For those of you who have resisted James’s book and its two sequels, Christian is a "dominant” who asks Ana to be his "submissive”. He doesn’t want them to have a conventional relationship, he just wants to tie her up and whip her in his "playroom” (which, oddly enough, is red, rather than grey). Ana is tempted – the new car probably helped – but she has her concerns. Is Christian planning to take control of her life? And is his sadomasochism rooted in deep psychological problems?

It’s a promising subject for an erotic thriller, but the film neutralises the danger that might have made it thrilling. Christian is supposed to be an unstoppable alpha male, but there is a softness to Dornan’s face and manner which precludes him from being an unnerving master of the universe. Christian Bale in American Psycho would eat him for breakfast, maybe even literally. But the fact that Christian Grey is so much less imposing than Christian Bale isn’t entirely Dornan’s fault. In general, the film itself also fails to convince us of his world-conquering authority. His corporate headquarters aren’t glamorous enough. His apartment isn’t luxurious enough. He may take Ana for a ride in a helicopter and a glider, but we’re never dazzled by his wealth, and Taylor-Johnson, despite being a Turner-nominated artist, doesn’t gild the film with any more style than a cut-price network sitcom. 

Christian isn’t even very dominant about being a dominant. Having declared that he is too cold and hard for romantic gestures, he wastes no time in introducing himself to Ana’s parents, offering to take her out on dates, and basically being far more chivalrous than the average billionaire. As for the vaunted sadomasochism, it amounts to a bit of light flogging – and only when he has Ana’s consent. Much of the film consists of the lovebirds negotiating the terms and conditions of her sexual servitude, and while these scenes do have a nicely flirtatious frisson they leave Fifty Shades in a muddle. Is it a dark psychosexual melodrama about an irresistible sadist who tortures an innocent victim? Or is a cheeky romantic comedy about a feisty gal and her kinky new boyfriend? Is it Fatal Attraction or is it Pretty Woman? Taylor-Johnson can’t decide.

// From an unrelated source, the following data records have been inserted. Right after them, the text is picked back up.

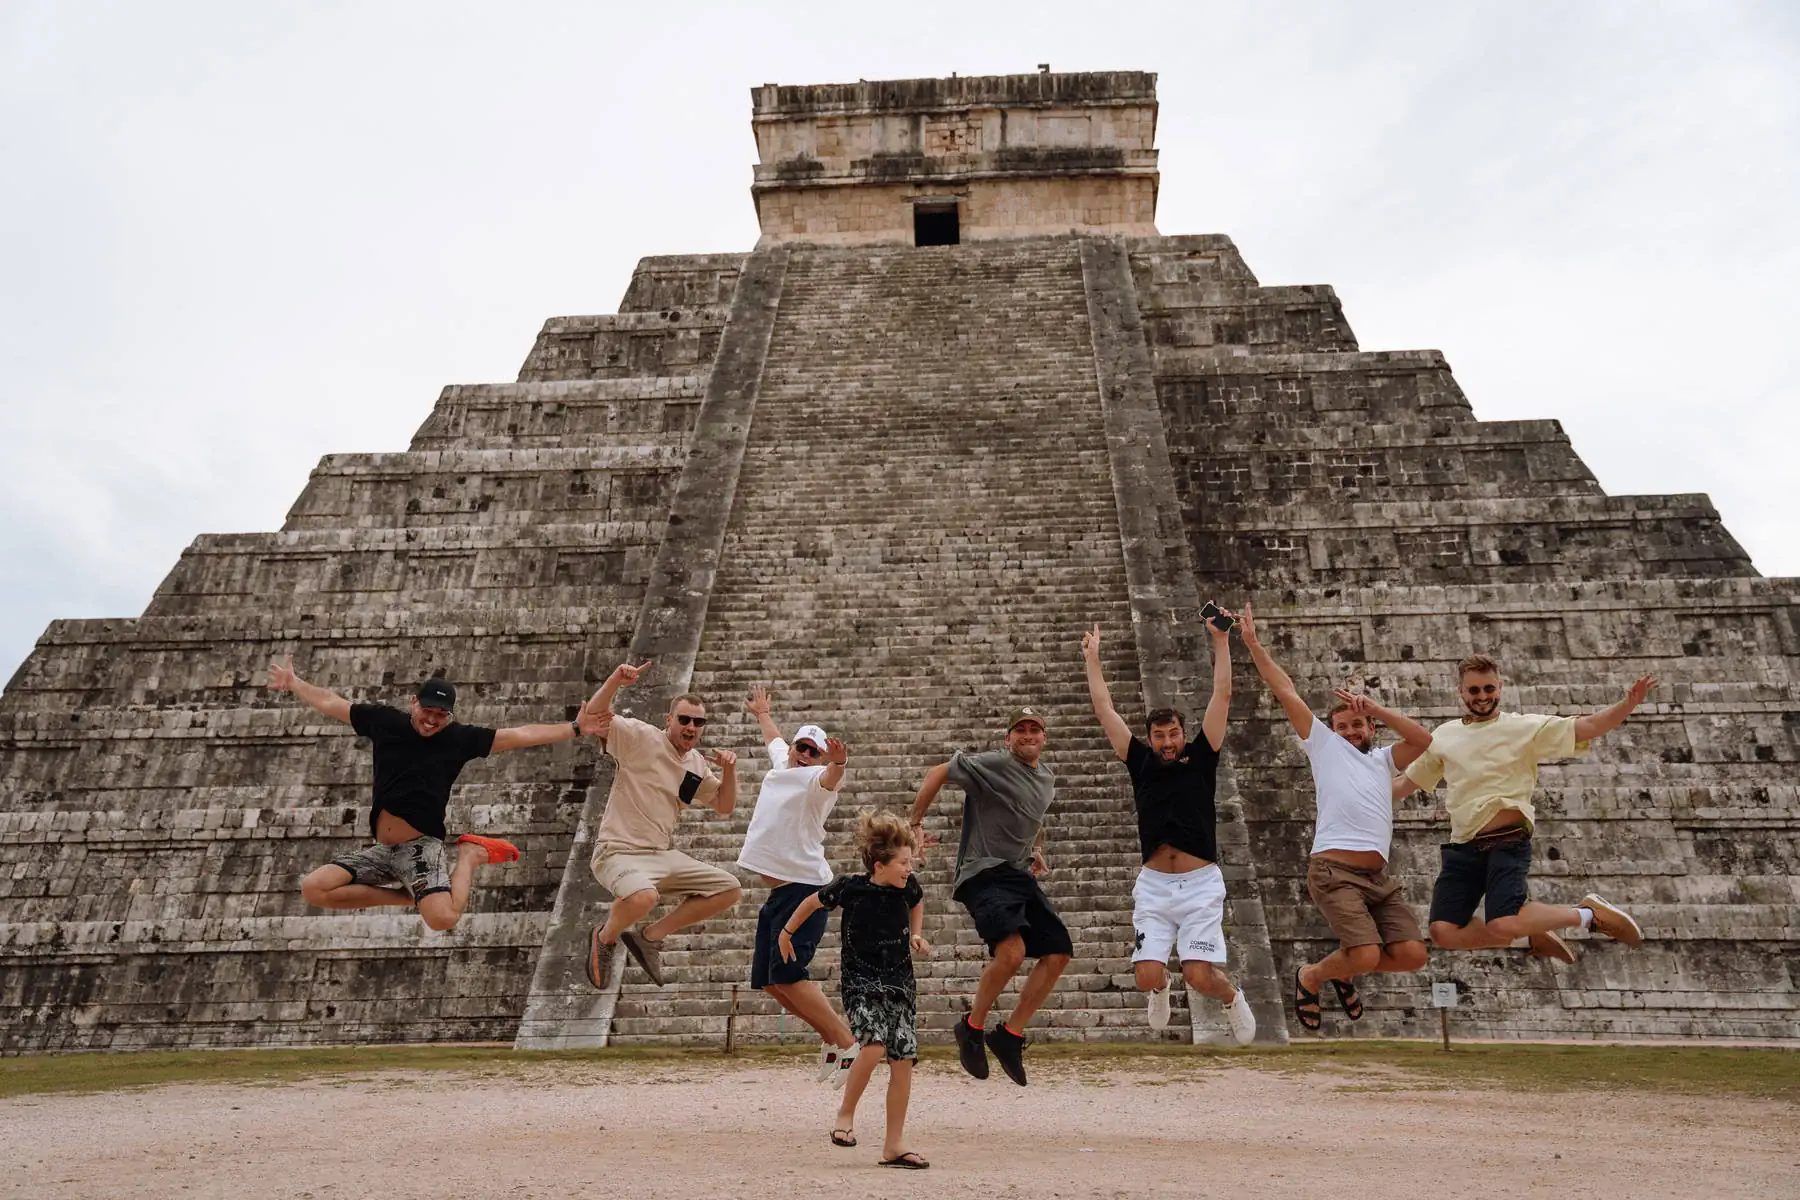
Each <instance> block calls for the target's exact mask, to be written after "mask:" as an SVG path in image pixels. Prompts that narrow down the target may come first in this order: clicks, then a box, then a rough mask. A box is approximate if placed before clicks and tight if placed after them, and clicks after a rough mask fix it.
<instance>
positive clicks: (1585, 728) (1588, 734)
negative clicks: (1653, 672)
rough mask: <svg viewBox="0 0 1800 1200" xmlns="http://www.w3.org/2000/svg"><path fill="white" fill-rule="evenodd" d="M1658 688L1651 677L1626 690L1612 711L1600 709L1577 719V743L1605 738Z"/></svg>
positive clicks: (1621, 722)
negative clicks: (1610, 732) (1624, 693)
mask: <svg viewBox="0 0 1800 1200" xmlns="http://www.w3.org/2000/svg"><path fill="white" fill-rule="evenodd" d="M1652 687H1656V680H1654V678H1652V676H1649V675H1645V676H1643V678H1640V680H1638V682H1634V684H1633V685H1631V687H1627V689H1625V698H1624V700H1620V702H1618V703H1615V705H1613V707H1611V709H1600V711H1598V712H1589V714H1588V716H1579V718H1575V741H1593V739H1595V738H1604V736H1606V734H1609V732H1613V730H1615V729H1618V727H1620V725H1624V723H1625V718H1627V716H1631V712H1633V709H1636V707H1638V705H1640V703H1643V700H1645V698H1647V696H1649V694H1651V689H1652Z"/></svg>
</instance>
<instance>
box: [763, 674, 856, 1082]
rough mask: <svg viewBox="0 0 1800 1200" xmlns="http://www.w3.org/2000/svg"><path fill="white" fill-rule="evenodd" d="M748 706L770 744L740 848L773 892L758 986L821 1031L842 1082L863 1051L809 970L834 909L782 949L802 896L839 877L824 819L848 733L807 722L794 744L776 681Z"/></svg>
mask: <svg viewBox="0 0 1800 1200" xmlns="http://www.w3.org/2000/svg"><path fill="white" fill-rule="evenodd" d="M743 707H745V711H747V712H751V716H754V718H756V723H758V727H761V730H763V741H765V743H767V745H769V774H767V775H763V786H761V792H758V793H756V810H754V811H752V813H751V828H749V831H747V833H745V835H743V851H742V853H740V855H738V865H740V867H743V869H745V871H754V873H756V874H760V876H763V883H767V885H769V900H765V901H763V907H761V910H760V912H758V914H756V950H754V954H752V957H751V986H752V988H758V990H761V991H767V993H769V995H772V997H774V999H776V1004H779V1006H781V1007H785V1009H787V1011H790V1013H794V1015H796V1016H799V1018H801V1020H803V1022H806V1024H808V1025H812V1027H814V1029H817V1031H819V1038H821V1045H819V1081H821V1083H826V1081H830V1083H832V1085H833V1087H842V1085H844V1079H848V1078H850V1063H851V1061H855V1058H857V1054H855V1038H851V1036H850V1025H846V1024H844V1020H842V1018H841V1016H839V1015H837V1013H835V1011H832V1002H830V1000H828V999H824V993H823V991H819V984H815V982H812V975H810V973H808V972H806V964H808V963H812V955H814V954H815V952H817V950H819V941H821V939H823V937H824V930H826V927H828V923H830V919H832V916H830V912H826V910H824V909H819V910H817V912H814V914H812V916H810V918H806V921H803V923H801V927H799V928H797V930H794V932H792V941H794V957H792V959H783V957H781V946H779V939H781V930H785V928H787V923H788V919H790V918H792V916H794V910H796V909H799V905H801V901H805V900H806V898H808V896H812V894H814V892H817V891H819V889H821V887H824V885H826V883H830V882H832V864H830V860H828V858H826V856H824V819H826V817H828V815H830V813H832V806H833V804H837V788H839V784H841V783H842V781H844V763H848V761H850V756H848V752H846V748H844V743H842V741H839V739H837V738H826V736H824V730H823V729H819V727H817V725H801V727H799V729H797V730H796V732H794V743H792V747H790V745H788V743H787V741H785V739H783V738H781V729H779V727H778V725H776V721H774V716H770V711H772V703H770V700H769V689H767V687H763V685H761V684H758V685H754V687H751V698H749V700H745V702H743Z"/></svg>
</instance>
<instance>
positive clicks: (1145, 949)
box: [1130, 864, 1226, 963]
mask: <svg viewBox="0 0 1800 1200" xmlns="http://www.w3.org/2000/svg"><path fill="white" fill-rule="evenodd" d="M1130 896H1132V914H1130V923H1132V925H1134V927H1136V930H1138V946H1136V950H1132V955H1130V961H1132V963H1168V955H1170V952H1172V950H1179V954H1181V961H1183V963H1195V961H1197V963H1224V961H1226V930H1224V921H1226V876H1224V873H1220V871H1219V864H1211V865H1206V867H1201V869H1199V871H1186V873H1183V874H1166V873H1163V871H1152V869H1150V867H1143V869H1141V871H1139V873H1138V883H1136V885H1134V887H1132V892H1130Z"/></svg>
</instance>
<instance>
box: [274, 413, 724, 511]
mask: <svg viewBox="0 0 1800 1200" xmlns="http://www.w3.org/2000/svg"><path fill="white" fill-rule="evenodd" d="M686 459H688V444H686V435H682V434H673V435H662V434H646V435H641V437H639V439H637V441H635V443H634V444H628V446H589V448H562V446H558V448H544V450H414V452H407V453H355V455H351V453H344V455H337V453H335V455H326V457H324V459H320V462H319V466H317V468H313V473H311V479H310V480H308V484H306V489H304V491H302V493H301V498H299V500H295V502H293V507H292V509H288V522H286V525H284V529H410V527H419V525H450V527H457V529H468V527H481V525H547V524H578V522H607V520H612V522H619V520H634V518H637V520H641V518H643V516H644V515H648V513H655V511H659V509H662V507H666V504H668V497H670V495H671V493H673V489H675V482H677V479H679V477H680V468H682V462H686Z"/></svg>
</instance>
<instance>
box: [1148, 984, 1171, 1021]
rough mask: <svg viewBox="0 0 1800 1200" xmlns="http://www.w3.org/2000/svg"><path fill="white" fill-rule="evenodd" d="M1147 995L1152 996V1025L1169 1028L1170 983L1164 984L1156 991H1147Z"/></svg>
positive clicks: (1150, 998)
mask: <svg viewBox="0 0 1800 1200" xmlns="http://www.w3.org/2000/svg"><path fill="white" fill-rule="evenodd" d="M1145 995H1147V997H1150V1006H1148V1016H1150V1027H1152V1029H1168V984H1163V986H1161V988H1157V990H1156V991H1147V993H1145Z"/></svg>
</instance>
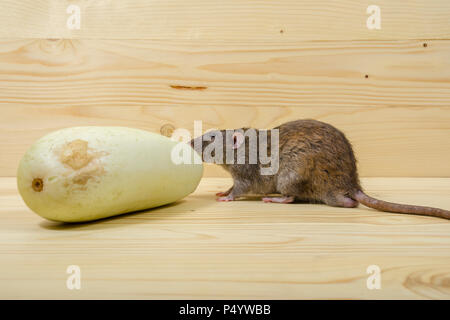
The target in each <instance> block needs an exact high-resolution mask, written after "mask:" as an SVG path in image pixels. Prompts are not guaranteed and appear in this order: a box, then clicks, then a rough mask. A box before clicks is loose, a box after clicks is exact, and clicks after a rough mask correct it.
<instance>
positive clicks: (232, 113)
mask: <svg viewBox="0 0 450 320" xmlns="http://www.w3.org/2000/svg"><path fill="white" fill-rule="evenodd" d="M1 108H2V109H1V111H2V121H1V122H0V176H15V174H16V170H17V166H18V163H19V160H20V158H21V157H22V156H23V154H24V153H25V151H26V149H27V148H28V147H30V146H31V145H32V144H33V143H34V142H35V141H36V140H37V139H39V138H40V137H41V136H43V135H45V134H47V133H50V132H52V131H55V130H57V129H61V128H64V127H71V126H88V125H100V126H128V127H135V128H140V129H143V130H149V131H153V132H156V133H160V132H161V131H164V130H165V127H167V126H170V127H173V128H185V129H188V130H189V131H190V132H191V134H192V133H193V124H194V121H195V120H202V121H203V131H205V130H208V129H211V128H222V129H223V128H228V129H231V128H239V127H242V126H248V125H250V126H252V127H256V128H270V127H273V126H276V125H278V124H280V123H283V122H285V121H288V120H292V119H300V118H314V119H318V120H322V121H325V122H328V123H331V124H333V125H335V126H336V127H338V128H340V129H341V130H342V131H343V132H344V133H346V135H347V136H348V138H349V139H350V141H351V142H352V143H353V146H354V150H355V153H356V155H357V157H358V161H359V163H358V165H359V170H360V174H361V175H362V176H416V177H427V176H434V177H449V176H450V166H449V163H448V161H446V160H445V159H448V158H449V157H450V140H449V139H448V137H449V133H450V107H447V108H442V107H428V108H420V107H409V108H405V107H395V108H391V107H385V108H381V107H377V108H356V107H345V108H344V107H340V108H337V109H336V108H333V107H329V108H326V107H316V108H306V107H292V108H288V107H260V108H258V107H228V108H227V107H209V108H208V107H200V106H190V107H183V106H175V107H155V106H151V107H136V106H128V107H87V106H82V107H65V106H61V107H56V106H54V107H42V106H41V107H32V106H29V105H11V106H3V107H1ZM205 176H228V174H227V173H226V172H225V171H224V170H223V169H222V168H220V167H219V166H217V165H207V166H206V170H205Z"/></svg>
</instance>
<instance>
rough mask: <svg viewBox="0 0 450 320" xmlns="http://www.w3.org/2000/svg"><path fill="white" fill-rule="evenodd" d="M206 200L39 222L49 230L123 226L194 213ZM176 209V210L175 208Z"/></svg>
mask: <svg viewBox="0 0 450 320" xmlns="http://www.w3.org/2000/svg"><path fill="white" fill-rule="evenodd" d="M205 204H206V203H205V201H203V200H199V199H197V200H196V199H195V197H191V198H190V199H189V200H186V199H182V200H178V201H175V202H172V203H168V204H165V205H162V206H159V207H154V208H150V209H144V210H140V211H133V212H128V213H122V214H118V215H115V216H111V217H106V218H102V219H97V220H92V221H84V222H58V221H50V220H44V221H42V222H40V223H39V226H40V227H41V228H44V229H47V230H56V231H63V230H96V229H108V228H117V227H123V226H126V225H133V224H142V223H148V222H149V223H151V222H154V221H158V222H161V221H166V222H167V221H170V220H172V218H174V217H178V216H182V215H186V214H188V213H192V212H195V211H197V210H198V209H200V208H201V207H204V206H205ZM174 209H175V210H174Z"/></svg>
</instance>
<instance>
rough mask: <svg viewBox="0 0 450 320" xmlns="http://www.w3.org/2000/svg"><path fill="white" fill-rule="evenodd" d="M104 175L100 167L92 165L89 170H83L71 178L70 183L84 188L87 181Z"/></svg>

Sometimes she expects us to be appalled that anyone might venture away from the missionary position, but at other times there are jokes about whether rope or duct tape is preferable for bondage. Johnson (the daughter of Don Johnson and Melanie Griffith) sparkles during the comic sequences: she rescues much of James’s notoriously clunky dialogue by giggling and grimacing at the silliness of it all. But her jovial eagerness only makes the film’s final jolt into grimly judgemental territory seem ridiculous. Perhaps the two sequels will get the wobbly tone sorted out. They may even give Ana and Christian’s relatives something to do. The current film on its own, though, is so incomplete that cinema-goers should only have to pay for a third of a ticket. And even that might not be value for money.